Friday, December 23, 2011

France is about to pass a law making it a crime to deny that Turkey committed genocidal acts against Armenians in the early 20th century. Apparently it already is a crime in Switzerland and Slovenia. This is not unusual in Europe. Sixteen countries make it a crime to deny the Holocaust, for example.

In America, of course, that pesky First Amendment gets in the way of our passing similar laws, allowing idiots to run around denying that vaccinations are good for children, or that Lee Harvey Oswald acted alone. Too bad. We could use some legislation preventing people from denying things.

The Cubs haven’t won a World Series in 103 years. I am sure the Chicago City Council would like to make denying the “curse of the billygoat” punishable. After all there is no way a team could have inept ownership and bad players for that long. The City Council might get carried away, however, and pass a clearly unconstitutional penalty provision requiring convicted curse deniers to watch games at Wrigley Field. That would obviously be cruel and unusual punishment.

Entire television shows on the History Channel (which based on their new programming should be renamed the “Weird Occupations and Strange People Channel”) have been devoted to debunking the denial that American actually sent men to the moon. Congress could put a stop to such nonsense if not constrained by the First Amendment.

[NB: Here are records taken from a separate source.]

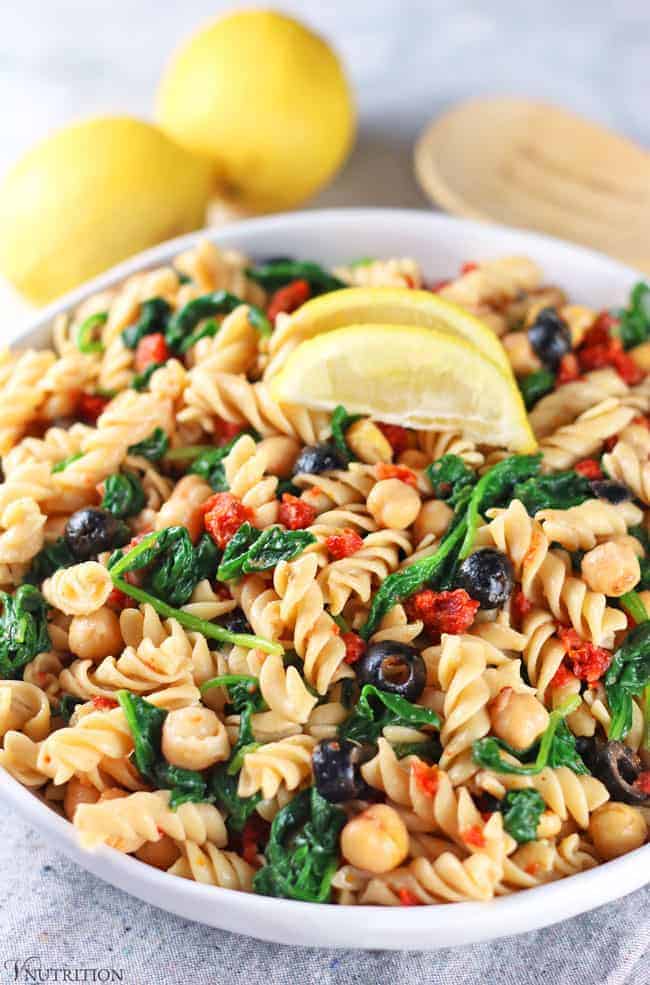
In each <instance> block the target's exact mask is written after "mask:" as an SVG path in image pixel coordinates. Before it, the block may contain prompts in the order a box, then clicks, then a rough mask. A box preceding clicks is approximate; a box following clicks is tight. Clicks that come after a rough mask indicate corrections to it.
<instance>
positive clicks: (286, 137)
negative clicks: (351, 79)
mask: <svg viewBox="0 0 650 985" xmlns="http://www.w3.org/2000/svg"><path fill="white" fill-rule="evenodd" d="M157 115H158V119H159V121H160V123H161V125H162V127H163V129H165V130H166V132H167V133H169V134H170V136H172V137H173V138H174V139H175V140H177V141H178V142H179V143H181V144H183V145H184V146H186V147H188V148H190V149H191V150H194V151H197V152H199V153H201V154H205V155H209V156H210V157H212V158H213V159H214V160H215V161H218V162H219V164H220V165H221V166H222V168H223V171H224V175H225V181H226V184H227V187H226V189H225V192H226V195H229V196H231V197H233V198H235V199H236V200H237V201H239V203H240V204H241V205H242V206H243V207H244V208H245V209H248V210H253V211H258V212H271V211H278V210H282V209H289V208H292V207H293V206H295V205H296V204H297V203H299V202H302V201H304V199H306V198H309V196H310V195H313V194H314V193H315V192H316V191H318V189H319V188H321V187H322V186H323V185H324V184H325V183H326V182H327V181H328V180H329V179H330V178H331V177H332V175H333V174H334V172H335V171H336V170H337V169H338V168H339V167H340V165H341V164H342V162H343V161H344V159H345V157H346V156H347V153H348V151H349V149H350V146H351V144H352V138H353V134H354V126H355V113H354V107H353V103H352V96H351V93H350V88H349V86H348V83H347V81H346V78H345V75H344V73H343V69H342V67H341V64H340V62H339V60H338V58H337V57H336V55H335V53H334V52H333V51H332V49H331V48H330V47H329V45H328V44H327V43H326V42H325V41H323V39H322V38H320V37H318V35H316V34H314V33H313V32H312V31H310V30H309V29H308V28H306V27H305V26H304V25H303V24H300V23H299V22H298V21H296V20H293V18H291V17H285V16H284V15H282V14H279V13H276V12H274V11H271V10H241V11H235V12H233V13H231V14H228V15H226V16H225V17H222V18H220V19H219V20H217V21H214V22H213V23H212V24H210V25H209V26H207V27H205V28H204V29H202V30H200V31H198V32H197V33H196V34H194V35H193V36H192V37H191V38H190V39H189V40H188V41H187V42H186V43H185V44H184V45H183V46H182V47H181V48H180V50H179V51H178V52H177V53H176V55H175V57H174V58H173V59H172V61H171V64H170V65H169V67H168V68H167V71H166V73H165V75H164V77H163V80H162V82H161V85H160V90H159V93H158V114H157Z"/></svg>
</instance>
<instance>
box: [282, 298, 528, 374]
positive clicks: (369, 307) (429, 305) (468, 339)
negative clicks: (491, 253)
mask: <svg viewBox="0 0 650 985" xmlns="http://www.w3.org/2000/svg"><path fill="white" fill-rule="evenodd" d="M366 323H369V324H378V325H386V324H388V325H391V324H392V325H420V326H422V327H423V328H435V329H437V330H438V331H439V332H447V333H448V334H450V335H457V336H458V337H459V338H464V339H467V341H468V342H471V343H472V344H473V345H475V346H476V348H477V349H479V350H480V351H481V352H482V353H484V355H485V356H487V358H488V359H491V360H492V362H493V363H495V364H496V365H497V366H500V367H501V369H502V370H503V371H504V372H505V373H507V374H508V375H511V373H512V370H511V368H510V362H509V361H508V357H507V355H506V353H505V350H504V348H503V346H502V345H501V343H500V342H499V340H498V338H497V337H496V335H495V334H494V332H493V331H492V330H491V329H490V328H488V326H487V325H485V324H484V323H483V322H482V321H480V320H479V319H478V318H475V317H474V315H470V314H469V312H467V311H464V310H463V309H462V308H459V307H458V305H456V304H452V303H451V302H450V301H445V300H444V299H443V298H441V297H439V296H438V295H437V294H433V293H432V292H431V291H412V290H409V289H408V288H405V287H350V288H347V289H345V290H340V291H330V292H329V293H328V294H321V296H320V297H317V298H314V299H313V300H312V301H308V302H307V303H306V304H303V305H302V307H300V308H298V310H297V311H295V312H294V313H293V314H292V315H291V316H290V317H289V318H287V319H286V320H285V321H283V322H282V323H281V324H280V325H279V326H278V327H277V328H276V330H275V332H274V333H273V337H272V339H271V360H270V362H269V365H268V367H267V370H266V377H267V379H268V378H269V377H271V376H273V375H274V374H275V373H276V372H278V370H279V369H281V367H282V366H283V365H284V363H285V362H286V360H287V358H288V356H289V354H290V353H291V352H292V351H293V349H295V348H296V346H297V345H299V344H300V342H303V341H304V340H305V339H309V338H313V337H314V336H315V335H320V334H321V333H322V332H331V331H332V330H333V329H335V328H343V327H344V326H345V325H361V324H366Z"/></svg>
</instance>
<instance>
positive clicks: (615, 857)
mask: <svg viewBox="0 0 650 985" xmlns="http://www.w3.org/2000/svg"><path fill="white" fill-rule="evenodd" d="M647 833H648V832H647V826H646V823H645V819H644V817H643V814H642V813H641V811H640V810H639V809H638V808H636V807H630V805H629V804H620V803H618V802H617V801H610V802H609V803H608V804H603V806H602V807H599V808H598V810H596V811H594V813H593V814H592V815H591V818H590V819H589V834H590V836H591V840H592V841H593V843H594V847H595V849H596V851H597V853H598V856H599V857H600V858H601V859H604V860H605V861H608V860H609V859H612V858H618V856H619V855H625V854H626V852H632V851H634V849H635V848H640V847H641V845H643V844H644V843H645V840H646V837H647Z"/></svg>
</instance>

Americans, clothed in their constitutional right to be morons, deny things like O.J. Simpson’s guilt (and don’t get me started on his trial), Jimmy Hoffa’s murder, and Shakespeare’s authorship. An entire subculture gets truly exercised trying to deny global warming and humanity’s role in creating (or at least exacerbating) it. Many of those same people deny Obama’s Hawaiian birthplace. A few good laws could shut them up.

Why stop with denial legislation? Countries should equally punish those who promote absurd ideas like the existence of Sasquatch and the qualifications of Michele Bachmann to be president. As far as I am concerned, all those people who claim to have been taken prisoner in a UFO should be charged with criminal impersonation or something similar. After all, the feds passed a law making it illegal to claim to be a military veteran. UFO POW is similar, don’t you think?

Americans are pretty gullible, after all, and might be susceptible to some of these outrageous claims. A friend of mine claims to have been a big fan of Milli Vanilli. Oops. People believed Sidd Finch could throw 160 miles per hour, that Martians landed in New Jersey, and that Bill Clinton did not have sex with that woman. It is surprising America has survived without such legislation as long as we have.

People in America have denied all kinds of things which might lead to the problems these other countries apparently fear will happen without their muzzling free speech. American groups deny the Holocaust, and we have neo-Nazis, but so far they have not bombed the Capitol and made their leader president. Groups still claim that separate but equal worked just fine, that Julius and Ethel Rosenberg were innocent, and that the Elders of Zion were behind 9/11. All that stupidity has not caused massive unrest. The rest of us just shrug our shoulders and move on, giving no more credence to the spouting of this garbage than to the headlines in the National Enquirer (unless you believe Elvis is still alive and the father of Jennifer Aniston’s twins).

Most people think the Turks slaughtered millions of Armenians, and whether some Frenchmen, or Swiss, or Slovenians choose to say they didn’t won’t change anything. Truth seems to win out most of the time and free speech is the best way to get the truth out. I just had better be careful what I say when I go to France. They might pass a law making denial of the genius of Jerry Lewis a crime.